Anda di halaman 1dari 5

Nama : Dwi Noviandini

Nim : 18.11.401.01.0761

Persyaratan pelayanan KB yg bermutu

Pelayanan Keluarga Berencana Pelayanan KB merupakan salah satu strategi untuk mendukung
percepatan penurunan Angka Kematian Ibu melalui:

1. Mengatur waktu, jarak dan jumlah kehamilan

2. Mencegah atau memperkecil kemungkinan seorang perempuan hamil mengalami komplikasi yang
membahayakan jiwa atau janin selama kehamilan, persalinan dan nifas.
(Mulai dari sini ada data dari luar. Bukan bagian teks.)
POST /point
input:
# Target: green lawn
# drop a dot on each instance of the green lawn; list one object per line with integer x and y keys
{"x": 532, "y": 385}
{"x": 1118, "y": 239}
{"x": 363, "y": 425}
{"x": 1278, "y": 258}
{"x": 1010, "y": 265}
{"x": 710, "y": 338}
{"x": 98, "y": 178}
3. Mencegah atau memperkecil terjadinya kematian pada seorang perempuan yang mengalami
komplikasi selama kehamilan, persalinan dan nifas. Peranan KB sangat diperlukan untuk mencegah
kehamilan yang tidak diinginkan, unsafe abortion dan komplikasi yang pada akhirnya dapat mencegah
kematian ibu.Selain itu, Keluarga Berencana merupakan hal yang sangat strategis untuk mencegah
kehamilan “Empat Terlalu” (terlalu muda, terlalu tua, terlalu sering dan terlalu banyak).Mengacu pada
Peraturan Menteri Kesehatan RI Nomor 75 tahun 2014 tentang Pusat Kesehatan Masyarakat, upaya
yang diselengggarakan di Puskesmas terdiri dari upaya kesehatan masyarakat esensial dan upaya
kesehatan masyarakat pengembangan. Pelayanan Keluarga Berencana merupakan salah satu dari 5
Upaya Kesehatan Masyarakat Esensial yaitu pelayanan promosi kesehatan; pelayanan kesehatan
lingkungan; pelayanan kesehatan ibu, anak, dan keluarga berencana;pelayanan gizi; dan pelayanan
pencegahan dan pengendalian penyakit. Begitu pula untuk di Rumah Sakit,menurut Peraturan Menteri
Kesehatan Nomor 56 Tahun 2014 Tentang Klasifikasi dan Perijinan Rumah Sakit, pelayanan KB
merupakan pelayanan medik umum yang harus ada di RS. Dapat disimpulkan, pelayanan KB merupakan:

1. Upaya kesehatan masyarakat esensial Puskesmas dan pelayanan medik umum di Rumah Sakit

2. Upaya pengaturan kehamilan bagi pasangan usia subur untuk membentuk generasi penerus yang
sehat dan cerdas

3. Upaya pencegahan kehamilan yang tidak diinginkan

4. Memenuhi hak reproduksi klien.

Pelayanan keberlanjutan (Continuum of Care) dalam pelayanan KB, meliputi pendidikan kesehatan
reproduksi pada remaja, konseling WUS/ calon pengantin, konseling KB pada ibu hamil/ promosi KB
pasca persalinan, pelayanan KB pasca persalinan, dan pelayanan KB interval.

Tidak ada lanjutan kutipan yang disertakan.